Het derde punt van kritiek betreft het te zwaar wegen van de tijdelijke morbiditeit na microchirurgie. Hudgins noemt inderdaad geen bron. Het is echter de vraag of een door Dippel et al. genoemde in voorbereiding zijnde publikatie tot heroverweging zal nopen. Want zelfs als wij de invloed van tijdelijke morbiditeit na excisie op nihil stellen en dat in de beslisboom verrekenen, voegt dit 1,06 jaar toe aan de levensverwachting van de microchirurgisch behandelden, die dan met 37,8 jaar nog steeds achterblijft bij de 40 jaar van de radiochirurgisch behandelden.

Al rekenend moet men dus tot de overtuiging komen dat onze beleidskeuze de toets der kritiek wel degelijk kan doorstaan. De radiochirurgie biedt een relatief hoog succespercentage tegen een minimale kans op complicaties. Daardoor staat ons bovendien niets in de weg om een niet geslaagde radiochirurgische behandeling – na een adequaat interval – te herhalen. Want wat ik in mijn argumentatie buiten beschouwing heb gelaten, maar wat op de achtergrond wel degelijk een rol speelt bij mijn advies aan patiënten, is dat het bij de radiochirurgie om een in hoge mate patiëntvriendelijke dagbehandeling gaat, die bovendien half zo duur is.

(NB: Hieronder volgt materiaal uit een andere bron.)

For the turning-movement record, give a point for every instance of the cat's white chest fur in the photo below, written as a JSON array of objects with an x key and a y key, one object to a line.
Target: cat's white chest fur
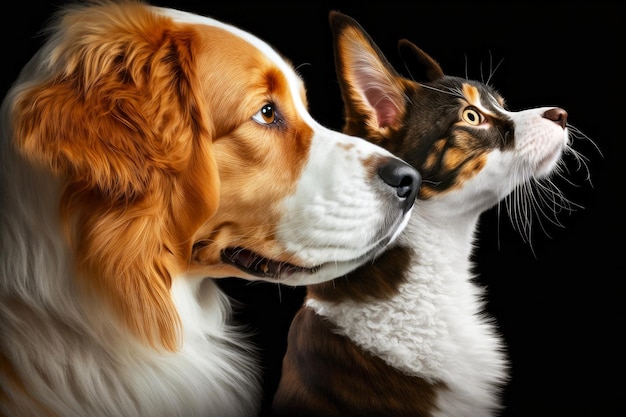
[{"x": 434, "y": 328}]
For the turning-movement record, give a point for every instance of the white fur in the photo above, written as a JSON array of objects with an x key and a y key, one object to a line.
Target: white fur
[{"x": 436, "y": 327}]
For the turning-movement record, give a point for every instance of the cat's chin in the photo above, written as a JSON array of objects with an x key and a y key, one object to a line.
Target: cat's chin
[{"x": 548, "y": 163}]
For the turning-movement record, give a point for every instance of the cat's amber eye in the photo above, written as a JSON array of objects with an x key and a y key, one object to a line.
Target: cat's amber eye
[{"x": 472, "y": 116}]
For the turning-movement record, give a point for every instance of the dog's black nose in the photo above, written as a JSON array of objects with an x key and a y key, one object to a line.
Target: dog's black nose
[{"x": 404, "y": 178}]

Beslissingsanalysen hebben, zoals terecht opgemerkt, beperkingen en vergelijkende onderzoeken verdienen inderdaad de voorkeur. Doch ik vrees dat verantwoorde vergelijkende onderzoeken over de behandeling van AVM's in de praktijk niet haalbaar zijn. Al in twee eerdere beslissingsanalysen was conservatieve behandeling (non-operatief of expectatief) als inferieur aan excisie-chirurgie van de hand gewezen.1 Een advies tot interventie is mijns inziens dus obligaat. Daarmee zijn wij voor geselecteerde inoperabele AVM's aangewezen op radiochirurgie. Ook voor de wel operabele AVM's die kleiner zijn dan 3 cm verwacht ik problemen bij een randomisering van de radiochirurgie versus de microchirurgie met haar algehele anesthesie, craniotomie, verblijf op de intensive care-afdeling en opname van minimaal een week. Geen patiënt zal aan de randomisering willen geloven.

J.G. Wolbers
Literatuur
  1. Hudgins WR. Decision analysis of the treatment of AVMs with radiosurgery. Stereotact Funct Neurosurg 1993;61 Suppl 1:11-9.